Sleipnir
Normalizer

Normalizer will perform simple normalization of PCL files (Sleipnir::CPCL::Normalize), transforming each gene's expression vector to have mean zero and standard deviation one, or of DAT/DAB files (Sleipnir::CDat::Normalize), transforming all values to either z-scores or the range [0, 1].

Usage

Basic Usage

 Normalizer -i <data.dab> -o <normalized.dab> -t dat

Normalize the given data.dab file by z-scoring all values (subtracting the mean and dividing by the standard deviation) and store the result in normalized.dab.

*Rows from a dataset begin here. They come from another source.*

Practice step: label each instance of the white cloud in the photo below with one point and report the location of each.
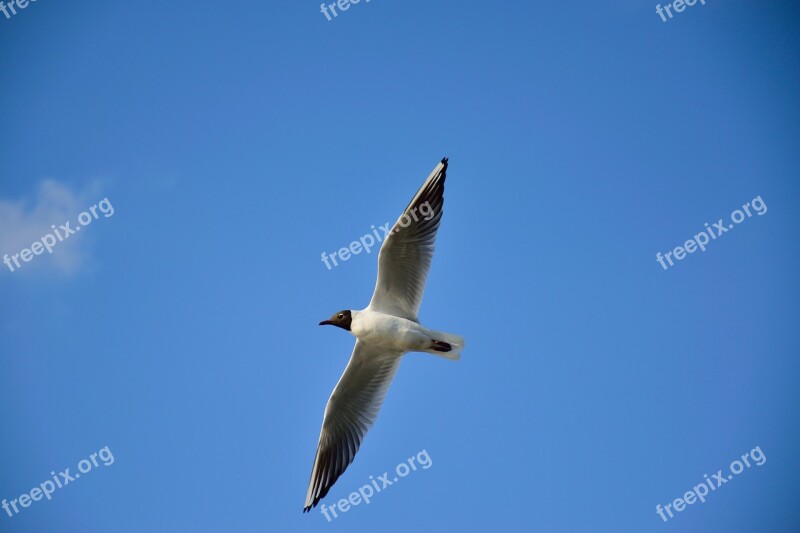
(25, 222)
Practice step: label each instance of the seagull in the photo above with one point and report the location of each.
(385, 331)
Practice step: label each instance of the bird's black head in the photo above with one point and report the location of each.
(342, 319)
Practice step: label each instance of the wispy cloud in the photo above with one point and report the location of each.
(25, 221)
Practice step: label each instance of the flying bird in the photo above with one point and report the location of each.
(385, 331)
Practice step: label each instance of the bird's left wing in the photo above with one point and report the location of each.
(351, 411)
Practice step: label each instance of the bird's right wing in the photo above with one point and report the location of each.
(351, 411)
(405, 257)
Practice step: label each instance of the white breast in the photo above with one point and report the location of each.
(390, 331)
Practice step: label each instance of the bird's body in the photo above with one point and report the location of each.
(397, 333)
(385, 330)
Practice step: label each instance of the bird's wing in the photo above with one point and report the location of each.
(405, 256)
(351, 411)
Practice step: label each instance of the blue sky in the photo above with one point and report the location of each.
(236, 142)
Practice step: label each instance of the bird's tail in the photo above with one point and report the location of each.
(446, 345)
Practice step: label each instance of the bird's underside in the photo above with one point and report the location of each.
(403, 264)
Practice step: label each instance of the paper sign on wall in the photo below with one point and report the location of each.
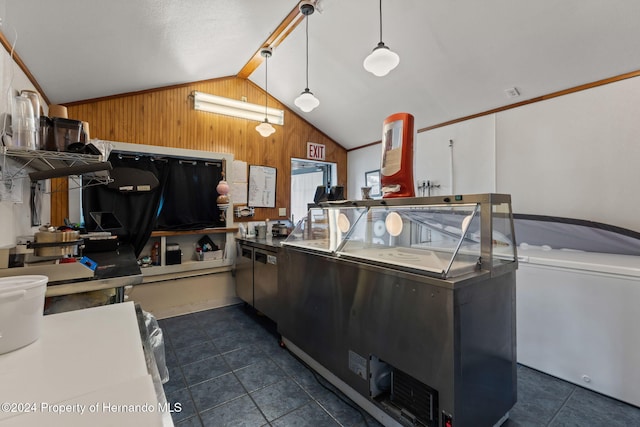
(315, 151)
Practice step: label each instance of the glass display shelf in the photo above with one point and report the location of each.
(440, 236)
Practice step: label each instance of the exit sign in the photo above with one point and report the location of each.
(315, 151)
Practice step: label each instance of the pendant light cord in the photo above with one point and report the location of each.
(307, 34)
(266, 84)
(380, 21)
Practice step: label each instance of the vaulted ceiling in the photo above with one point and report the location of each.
(457, 57)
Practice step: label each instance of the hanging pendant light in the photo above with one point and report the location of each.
(382, 59)
(265, 129)
(307, 101)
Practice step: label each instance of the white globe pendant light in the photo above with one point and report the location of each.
(382, 59)
(307, 101)
(265, 129)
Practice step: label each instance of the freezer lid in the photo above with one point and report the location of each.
(625, 265)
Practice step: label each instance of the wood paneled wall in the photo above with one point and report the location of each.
(165, 117)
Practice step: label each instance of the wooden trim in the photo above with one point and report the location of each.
(538, 99)
(522, 103)
(365, 146)
(9, 48)
(163, 233)
(282, 32)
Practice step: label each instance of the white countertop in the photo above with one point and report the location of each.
(84, 357)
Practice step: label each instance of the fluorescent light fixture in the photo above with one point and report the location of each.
(234, 108)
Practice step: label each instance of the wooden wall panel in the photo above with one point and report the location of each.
(165, 117)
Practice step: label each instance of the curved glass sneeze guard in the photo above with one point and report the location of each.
(439, 239)
(324, 228)
(443, 240)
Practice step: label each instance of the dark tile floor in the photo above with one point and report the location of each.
(227, 369)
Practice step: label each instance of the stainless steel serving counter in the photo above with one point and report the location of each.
(257, 274)
(407, 306)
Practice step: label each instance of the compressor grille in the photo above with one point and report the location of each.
(417, 401)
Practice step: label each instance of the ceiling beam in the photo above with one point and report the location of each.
(10, 49)
(284, 29)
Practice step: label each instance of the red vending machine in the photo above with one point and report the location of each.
(396, 168)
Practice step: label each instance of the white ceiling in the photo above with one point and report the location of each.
(457, 57)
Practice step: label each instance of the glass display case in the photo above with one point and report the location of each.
(407, 305)
(441, 236)
(325, 227)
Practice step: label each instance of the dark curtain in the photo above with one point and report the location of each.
(189, 198)
(137, 211)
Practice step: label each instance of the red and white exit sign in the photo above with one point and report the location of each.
(315, 151)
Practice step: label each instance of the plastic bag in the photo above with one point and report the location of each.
(156, 342)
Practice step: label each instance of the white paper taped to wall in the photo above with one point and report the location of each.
(238, 171)
(239, 193)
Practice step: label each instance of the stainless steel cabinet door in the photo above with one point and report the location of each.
(265, 267)
(244, 274)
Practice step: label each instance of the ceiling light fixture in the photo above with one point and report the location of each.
(382, 59)
(265, 129)
(235, 108)
(307, 101)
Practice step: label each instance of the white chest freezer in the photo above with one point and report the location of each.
(578, 318)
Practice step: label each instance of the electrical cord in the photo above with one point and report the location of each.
(9, 95)
(317, 378)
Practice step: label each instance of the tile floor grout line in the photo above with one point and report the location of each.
(564, 403)
(251, 397)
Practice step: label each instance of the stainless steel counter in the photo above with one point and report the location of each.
(257, 274)
(268, 243)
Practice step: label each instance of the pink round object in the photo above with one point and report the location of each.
(222, 188)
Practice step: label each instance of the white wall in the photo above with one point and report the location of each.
(464, 166)
(575, 156)
(468, 163)
(16, 218)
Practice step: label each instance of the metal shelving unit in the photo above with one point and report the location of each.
(41, 164)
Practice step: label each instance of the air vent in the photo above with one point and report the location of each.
(417, 401)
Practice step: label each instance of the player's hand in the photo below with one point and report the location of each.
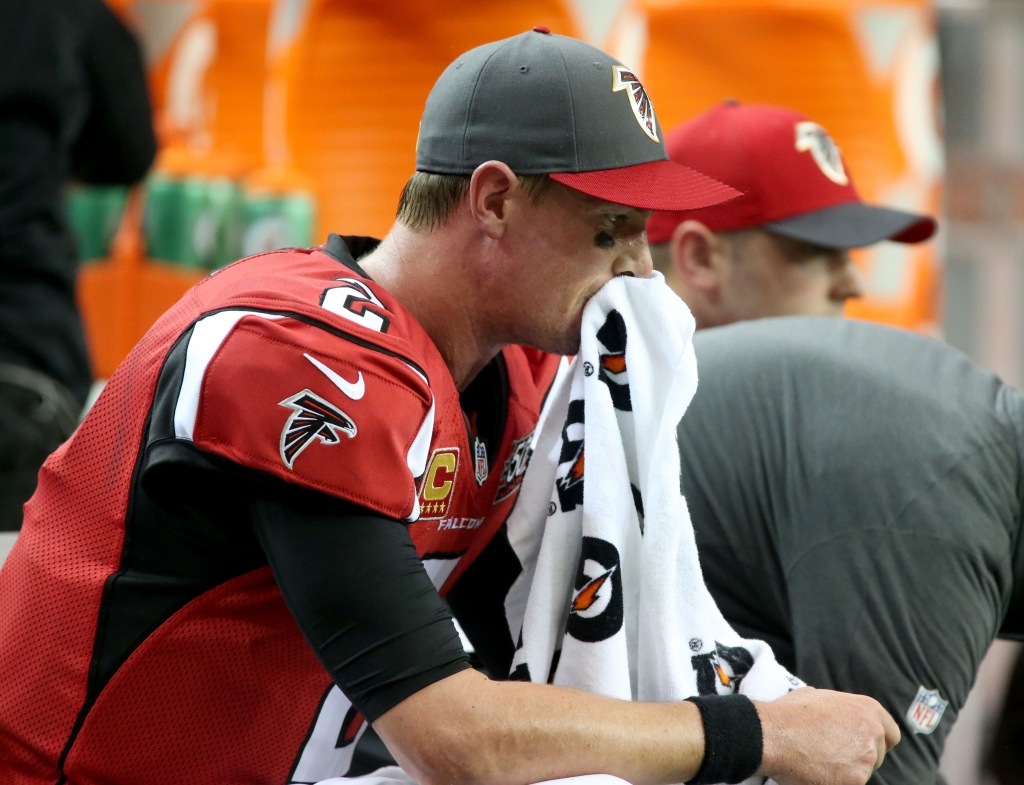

 Normalizer -i <data.pcl> -o <normalized.pcl> -t pcl

Normalize the given data.pcl file by z-scoring each row independently (guaranteeing each row has mean zero, standard deviation one) and store the result in normalized.pcl.

Detailed Usage

package "Normalizer"
version "1.0"
purpose "Data file normalizer."

section "Main"
option  "input"     i   "Input/output PCL/DAT/DAB file"
                        string  typestr="filename"
option  "output"    o   "Output PCL/DAB file"
                        string  typestr="filename"
option  "itype"     t   "Data file type"
                        values="pcl","dat"  default="dat"
option  "otype"     T   "Normalization type"
                        values="columnz","rowz","globalz","column0","0to1","colcenter","medmult","colfrac","sigmoid","normcdf","pcc"    default="globalz"

section "Optional"
option  "flip"      f   "Flip high/low scores"
                        flag    off
option  "skip"      s   "Columns to skip in input PCL"
                        int default="2"
option  "verbosity" v   "Message verbosity"
                        int default="5"
Flag Default Type Description
-i stdin PCL or DAT/DAB file Input data file to be normalized, PCLs by row (mean zero/stdev one) and DAT/DABs to [0,1] or z-scores.
-o stdout PCL or DAT/DAB file Output normalized data file.
-t dat dat or pcl Type of data file to be normalized.
-f off Flag If on, output one minus the input's values.
-z off Flag If on, normalize input edges to z-scores (subtract mean, divide by standard deviation) before processing; otherwise, normalize to the range [0,1].
-s 2 Integer Number of columns to skip between the initial ID column and the first experimental (data) column in the input PCL.